HyperAI Super Neural

Dec 19, 2025

Weekly AI Paper Digest: Open-Source LLMs, Agent Systems, and Long-Context Reasoning

This week’s AI paper roundup highlights six recent research works that push the boundaries of large‑language‑model (LLM) applications, from recommendation and agent systems to ultra‑long‑context reasoning.

RecGPT‑V2 addresses four limitations of RecGPT‑V1—high computational cost, limited template diversity, restricted supervised generalization, and result‑only evaluation—by introducing (1) a hierarchical multi‑agent system, (2) a meta‑prompting framework, (3) constrained reinforcement learning, and (4) an agent‑as‑judge evaluation module. The authors demonstrate that intent reasoning with LLMs is both technically feasible and commercially viable at industrial scale.

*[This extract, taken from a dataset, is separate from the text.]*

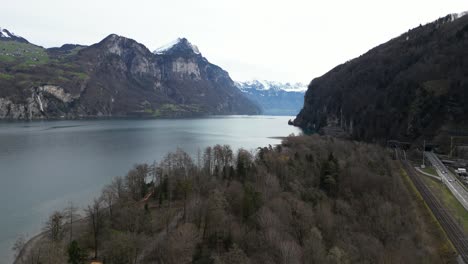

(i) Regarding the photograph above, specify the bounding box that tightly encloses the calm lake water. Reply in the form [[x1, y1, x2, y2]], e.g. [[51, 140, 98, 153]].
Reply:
[[0, 116, 300, 263]]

Nemotron 3 Nano is a 30B‑A3B Mixture‑of‑Experts Mamba‑Transformer model pretrained on 250 trillion tokens (including over 30 trillion new tokens compared with Nemotron 2). After supervised fine‑tuning and large‑scale reinforcement learning, the model shows notable gains in agent behavior, reasoning ability, and dialogue interaction, and supports context lengths up to one million tokens.

FrontierScience proposes a benchmark for assessing AI’s expert‑level scientific reasoning. It comprises two tracks: an Olympiad track covering International Physics, Chemistry, and Biology Olympiad‑level problems, and a Research track featuring doctoral‑level, open‑ended scientific questions.

AutoGLM introduces a new series of foundation agents built on the ChatGLM architecture, designed to autonomously control graphical user interfaces (GUIs). The system is demonstrated on web browsers and mobile devices, showcasing practical autonomous interaction with real‑world GUIs.

Deeper‑GXX presents a technique for deepening arbitrary graph neural networks (GNNs), enabling more expressive representations without altering the original architecture.

QwenLong‑L1.5 builds on the Qwen3‑30B‑A3B‑Thinking architecture and applies systematic post‑training innovations to achieve superior long‑context reasoning. On a long‑context benchmark, it approaches GPT‑5 and Gemini‑2.5‑Pro performance, improving the baseline by 9.90 points. Its memory‑agent framework yields an additional 9.48‑point gain on ultra‑long tasks ranging from one to four million tokens.